Wolfowitz: Yes, he is.

SPIEGEL: Why?

Wolfowitz: He says he admires Putin, that Saddam Hussein was killing terrorists, that the Chinese were impressive because they were tough on Tiananmen Square. That is pretty disturbing.

SPIEGEL: Do you think it's time for people like you to speak out against Trump?

Wolfowitz: It's complicated. Trump says that it is precisely we and our policies that are responsible for the mess in Iraq. But I certainly think it's important to speak up and say how unacceptable he is. I'm always more than willing to do that.

SPIEGEL: Are you afraid of the possible consequences a Trump presidency would have on foreign and security policy?

Wolfowitz: The only way you can be comfortable about Trump's foreign policy, is to think he doesn't really mean anything he says. That's a pretty uncomfortable place to be in. Our security depends on having good relationships with our allies. Trump mainly shows contempt for them. And he seems to be unconcerned about the Russian aggression in Ukraine. By doing this he tells them that they can go ahead and do what they are doing. That is dangerous.

Wolfowitz on Clinton: "I might have to vote for Hillary Clinton, even though I have big reservations."

Wolfowitz on Clinton: "I might have to vote for Hillary Clinton, even though I have big reservations."

Foto: DAVID MCNEW/ AFP

SPIEGEL: Trump seems to be particularly willing to find a new partner in Russia.

Wolfowitz: Putin is behaving in a very dangerous way. And Trump sounds as though he would simply sit back and allow that to go on. I worry about where that would end up.

SPIEGEL: Donald Trump has also questioned NATO's importance to the United States. Can you understand him on this point?

Wolfowitz: No, because NATO is still very important for us, it is still the most remarkable alliance in history. It stuck together through 40 years of Cold War, and it then joined together to fight in Afghanistan. In the 1980s, I would not have thought this was going to be possible.

SPIEGEL: How would the world change if Trump became president?

Wolfowitz: We are already seeing a degree of instability in the world because Obama seems to have consciously wanted to step back.
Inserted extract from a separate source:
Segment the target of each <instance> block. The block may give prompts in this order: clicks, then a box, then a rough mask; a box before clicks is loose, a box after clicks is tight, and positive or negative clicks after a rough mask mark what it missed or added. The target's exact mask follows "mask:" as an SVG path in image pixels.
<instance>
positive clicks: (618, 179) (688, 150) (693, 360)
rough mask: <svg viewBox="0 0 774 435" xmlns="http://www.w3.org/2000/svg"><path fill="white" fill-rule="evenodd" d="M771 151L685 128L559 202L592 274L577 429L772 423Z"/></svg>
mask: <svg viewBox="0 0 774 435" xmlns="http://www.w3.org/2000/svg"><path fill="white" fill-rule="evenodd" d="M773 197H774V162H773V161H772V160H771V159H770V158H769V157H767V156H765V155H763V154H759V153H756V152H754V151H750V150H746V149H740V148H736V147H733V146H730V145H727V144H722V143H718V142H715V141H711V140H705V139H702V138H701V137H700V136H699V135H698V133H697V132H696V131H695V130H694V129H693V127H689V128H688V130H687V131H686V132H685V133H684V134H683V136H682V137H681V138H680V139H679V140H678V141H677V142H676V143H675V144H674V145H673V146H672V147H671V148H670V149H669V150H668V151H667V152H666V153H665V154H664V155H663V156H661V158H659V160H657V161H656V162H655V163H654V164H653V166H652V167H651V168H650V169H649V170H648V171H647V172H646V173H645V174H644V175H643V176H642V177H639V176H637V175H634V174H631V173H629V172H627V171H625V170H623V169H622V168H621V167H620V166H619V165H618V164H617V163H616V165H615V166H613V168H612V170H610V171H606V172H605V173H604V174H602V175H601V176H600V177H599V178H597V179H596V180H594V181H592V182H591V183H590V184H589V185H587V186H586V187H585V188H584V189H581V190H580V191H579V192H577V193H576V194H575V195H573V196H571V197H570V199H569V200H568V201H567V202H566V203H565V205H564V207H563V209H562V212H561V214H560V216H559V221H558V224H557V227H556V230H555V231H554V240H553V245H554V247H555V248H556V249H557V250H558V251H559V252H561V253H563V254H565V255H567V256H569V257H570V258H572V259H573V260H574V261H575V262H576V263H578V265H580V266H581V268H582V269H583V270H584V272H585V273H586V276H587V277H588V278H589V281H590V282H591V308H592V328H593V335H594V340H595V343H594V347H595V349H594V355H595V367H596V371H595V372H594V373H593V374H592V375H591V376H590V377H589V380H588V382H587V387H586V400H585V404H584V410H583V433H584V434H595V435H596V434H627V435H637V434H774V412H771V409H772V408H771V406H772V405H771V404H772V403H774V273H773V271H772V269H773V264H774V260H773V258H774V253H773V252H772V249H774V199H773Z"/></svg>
Trump is going to be "Obama squared," a more extreme version of the same thing.

SPIEGEL: Why wasn't the Republican Party able to stop Donald Trump?

Wolfowitz: Obviously, there's unhappiness among the population. The Bernie Sanders phenomenon shows that it's not confined to Republicans. There is a general sentiment that the country is on the wrong track. Against that background of pessimism, someone like Trump can be successful in getting the nomination.

SPIEGEL: Who are you going to vote for in November?

Wolfowitz: I wish there were somebody I could be comfortable voting for. I might have to vote for Hillary Clinton, even though I have big reservations about her.